Good luck sleuthing your mystery.


"John Providenza" <johnp3+nospam@probo.com> wrote in message
news:349ef8f4.0310071641.4608fe05@posting.google.com...

I'm working on a design that's using multiple DCMs along
with DDR i/o registers. The main input clock is 500MHz
going into a DCM with the CLKIN_DIVIDE_BY_2 flag set
so it's immediataly cut down to 250MHz. The DCMs used in
the design also have CLKOUT_PHASE_SHIFT=VARIABLE.

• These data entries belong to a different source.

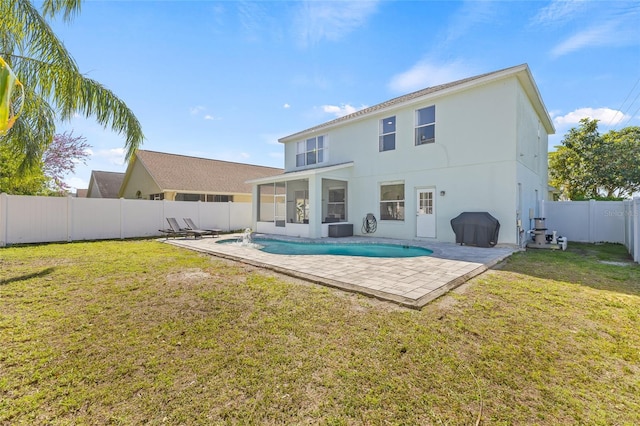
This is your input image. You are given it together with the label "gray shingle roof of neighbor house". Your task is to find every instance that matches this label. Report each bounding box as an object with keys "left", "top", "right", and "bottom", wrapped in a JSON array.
[
  {"left": 89, "top": 171, "right": 125, "bottom": 198},
  {"left": 279, "top": 63, "right": 555, "bottom": 142},
  {"left": 129, "top": 150, "right": 283, "bottom": 194}
]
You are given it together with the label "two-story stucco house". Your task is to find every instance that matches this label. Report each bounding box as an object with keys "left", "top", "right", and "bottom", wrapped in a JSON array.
[{"left": 249, "top": 64, "right": 555, "bottom": 246}]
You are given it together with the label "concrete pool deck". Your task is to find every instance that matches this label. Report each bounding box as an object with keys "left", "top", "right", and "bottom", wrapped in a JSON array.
[{"left": 165, "top": 234, "right": 518, "bottom": 309}]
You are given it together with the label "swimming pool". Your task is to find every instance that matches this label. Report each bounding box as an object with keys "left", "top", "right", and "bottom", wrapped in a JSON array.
[{"left": 218, "top": 238, "right": 433, "bottom": 258}]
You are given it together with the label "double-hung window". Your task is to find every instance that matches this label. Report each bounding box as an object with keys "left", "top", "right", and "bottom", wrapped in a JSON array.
[
  {"left": 415, "top": 105, "right": 435, "bottom": 145},
  {"left": 296, "top": 135, "right": 326, "bottom": 167},
  {"left": 380, "top": 183, "right": 405, "bottom": 221},
  {"left": 379, "top": 116, "right": 396, "bottom": 152}
]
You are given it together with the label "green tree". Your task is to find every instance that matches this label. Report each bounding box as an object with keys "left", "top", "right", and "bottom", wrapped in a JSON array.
[
  {"left": 549, "top": 118, "right": 640, "bottom": 200},
  {"left": 599, "top": 126, "right": 640, "bottom": 198},
  {"left": 0, "top": 143, "right": 47, "bottom": 194},
  {"left": 0, "top": 0, "right": 143, "bottom": 170},
  {"left": 0, "top": 131, "right": 90, "bottom": 195}
]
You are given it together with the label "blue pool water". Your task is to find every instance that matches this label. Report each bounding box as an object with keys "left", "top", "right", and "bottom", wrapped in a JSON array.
[{"left": 218, "top": 238, "right": 432, "bottom": 258}]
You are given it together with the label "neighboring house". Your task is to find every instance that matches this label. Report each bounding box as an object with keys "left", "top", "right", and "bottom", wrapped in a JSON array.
[
  {"left": 249, "top": 64, "right": 555, "bottom": 245},
  {"left": 75, "top": 188, "right": 88, "bottom": 198},
  {"left": 87, "top": 171, "right": 125, "bottom": 199},
  {"left": 119, "top": 149, "right": 283, "bottom": 202}
]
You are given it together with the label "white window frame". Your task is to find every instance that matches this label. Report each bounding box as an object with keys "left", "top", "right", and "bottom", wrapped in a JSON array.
[
  {"left": 296, "top": 135, "right": 327, "bottom": 167},
  {"left": 415, "top": 105, "right": 435, "bottom": 145},
  {"left": 379, "top": 116, "right": 396, "bottom": 152},
  {"left": 379, "top": 182, "right": 405, "bottom": 221}
]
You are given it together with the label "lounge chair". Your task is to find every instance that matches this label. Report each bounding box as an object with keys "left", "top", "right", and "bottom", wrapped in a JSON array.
[
  {"left": 159, "top": 218, "right": 187, "bottom": 239},
  {"left": 165, "top": 217, "right": 207, "bottom": 239},
  {"left": 183, "top": 218, "right": 222, "bottom": 238}
]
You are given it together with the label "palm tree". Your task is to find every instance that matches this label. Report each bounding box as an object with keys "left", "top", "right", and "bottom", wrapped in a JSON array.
[{"left": 0, "top": 0, "right": 143, "bottom": 169}]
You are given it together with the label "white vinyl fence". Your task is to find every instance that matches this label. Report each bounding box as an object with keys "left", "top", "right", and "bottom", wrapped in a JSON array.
[
  {"left": 541, "top": 198, "right": 639, "bottom": 263},
  {"left": 0, "top": 193, "right": 252, "bottom": 247}
]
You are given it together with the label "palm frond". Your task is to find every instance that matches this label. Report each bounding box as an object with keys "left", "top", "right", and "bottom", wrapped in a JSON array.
[
  {"left": 42, "top": 0, "right": 82, "bottom": 22},
  {"left": 3, "top": 85, "right": 55, "bottom": 171},
  {"left": 1, "top": 0, "right": 144, "bottom": 166}
]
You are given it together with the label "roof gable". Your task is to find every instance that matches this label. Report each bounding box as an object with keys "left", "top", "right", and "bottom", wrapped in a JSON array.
[
  {"left": 88, "top": 171, "right": 125, "bottom": 198},
  {"left": 130, "top": 150, "right": 283, "bottom": 194},
  {"left": 279, "top": 63, "right": 554, "bottom": 142}
]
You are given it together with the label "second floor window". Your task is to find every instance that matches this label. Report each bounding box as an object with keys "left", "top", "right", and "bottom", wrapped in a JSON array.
[
  {"left": 296, "top": 135, "right": 326, "bottom": 167},
  {"left": 415, "top": 105, "right": 435, "bottom": 145},
  {"left": 379, "top": 116, "right": 396, "bottom": 152}
]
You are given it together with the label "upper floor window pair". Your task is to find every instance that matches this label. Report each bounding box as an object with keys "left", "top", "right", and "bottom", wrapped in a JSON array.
[
  {"left": 294, "top": 105, "right": 436, "bottom": 167},
  {"left": 379, "top": 105, "right": 436, "bottom": 152},
  {"left": 296, "top": 135, "right": 326, "bottom": 167}
]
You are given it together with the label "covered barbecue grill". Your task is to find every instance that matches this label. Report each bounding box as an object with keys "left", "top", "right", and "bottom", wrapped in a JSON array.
[{"left": 450, "top": 212, "right": 500, "bottom": 247}]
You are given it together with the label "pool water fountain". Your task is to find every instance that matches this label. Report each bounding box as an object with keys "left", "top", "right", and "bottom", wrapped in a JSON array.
[
  {"left": 231, "top": 228, "right": 262, "bottom": 249},
  {"left": 239, "top": 228, "right": 253, "bottom": 245}
]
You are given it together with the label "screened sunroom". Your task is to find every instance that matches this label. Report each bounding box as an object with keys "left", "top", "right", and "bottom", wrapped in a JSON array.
[{"left": 249, "top": 163, "right": 353, "bottom": 238}]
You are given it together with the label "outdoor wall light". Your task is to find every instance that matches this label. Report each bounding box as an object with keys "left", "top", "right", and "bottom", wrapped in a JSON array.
[{"left": 440, "top": 190, "right": 446, "bottom": 196}]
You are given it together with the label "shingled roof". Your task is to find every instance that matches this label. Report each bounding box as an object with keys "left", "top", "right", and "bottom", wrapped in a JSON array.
[
  {"left": 88, "top": 171, "right": 125, "bottom": 198},
  {"left": 280, "top": 63, "right": 553, "bottom": 142},
  {"left": 130, "top": 150, "right": 283, "bottom": 194}
]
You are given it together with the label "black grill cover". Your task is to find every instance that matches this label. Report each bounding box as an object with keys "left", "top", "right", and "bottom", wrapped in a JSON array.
[{"left": 450, "top": 212, "right": 500, "bottom": 247}]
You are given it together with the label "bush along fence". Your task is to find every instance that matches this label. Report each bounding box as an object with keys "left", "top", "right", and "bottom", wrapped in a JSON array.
[
  {"left": 0, "top": 193, "right": 252, "bottom": 247},
  {"left": 541, "top": 198, "right": 639, "bottom": 263}
]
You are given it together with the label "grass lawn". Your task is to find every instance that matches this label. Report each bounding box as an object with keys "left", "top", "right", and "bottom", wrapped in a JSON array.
[{"left": 1, "top": 240, "right": 638, "bottom": 424}]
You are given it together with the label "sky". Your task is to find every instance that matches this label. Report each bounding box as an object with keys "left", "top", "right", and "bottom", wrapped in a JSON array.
[{"left": 47, "top": 0, "right": 640, "bottom": 191}]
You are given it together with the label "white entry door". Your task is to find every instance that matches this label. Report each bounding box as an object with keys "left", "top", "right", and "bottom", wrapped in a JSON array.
[{"left": 416, "top": 189, "right": 436, "bottom": 238}]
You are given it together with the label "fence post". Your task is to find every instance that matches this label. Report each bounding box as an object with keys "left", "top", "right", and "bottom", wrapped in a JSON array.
[
  {"left": 588, "top": 199, "right": 597, "bottom": 243},
  {"left": 0, "top": 193, "right": 7, "bottom": 247},
  {"left": 634, "top": 197, "right": 640, "bottom": 263},
  {"left": 67, "top": 195, "right": 73, "bottom": 242},
  {"left": 120, "top": 198, "right": 124, "bottom": 240}
]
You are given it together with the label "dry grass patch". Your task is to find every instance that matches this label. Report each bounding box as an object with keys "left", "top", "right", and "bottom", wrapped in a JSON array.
[{"left": 0, "top": 240, "right": 638, "bottom": 424}]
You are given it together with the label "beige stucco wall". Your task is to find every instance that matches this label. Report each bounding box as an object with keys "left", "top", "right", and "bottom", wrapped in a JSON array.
[
  {"left": 120, "top": 160, "right": 254, "bottom": 202},
  {"left": 120, "top": 160, "right": 162, "bottom": 199}
]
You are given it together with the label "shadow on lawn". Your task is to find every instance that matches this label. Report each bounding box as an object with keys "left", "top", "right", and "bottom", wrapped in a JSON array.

To drive my DDR i/o flops, I'm currently using both the CLK0 and
CLK180 pins (running at 250MHz).

The original designer flowed the DDR data though the chip using
both clock edges, ie, the incoming "posedge" data went down a
"posedge" data pipeline to flow back out the DDR output. The
incoming "negedge" data went down a "negedge" pipeline. The
original design did NOT use CLK0 and CLK180 for these two
data paths. Instead, the designer used "posedge" and "negedge"
in the Verilog. The major problem comes in the control and
data signals that cross the two domains. Because of the potential
duty cycle degradation, the P&R tools don't achieve timing
closure consistently.

As an experiment, I changed the design to use CLK0 and CLK180 for
the internal flops. I was:
a) pleased when the P&R timing was better
b) surprised when the design no longer worked.
I figured I screwed up converting the pos/negedge vs CLK0/CLK180
conversions, so I tripple checked the design and didn't find
anything. I backed up to a older working version, made the changes
again being VERY careful in my conversion. Again, no luck. Timing
number look good, the design doesn't work.

Is there something odd in the phasing between the the posedges of
CLK0 and CLK180?

Anyone else run into something like this?

Thanks,

John Providenza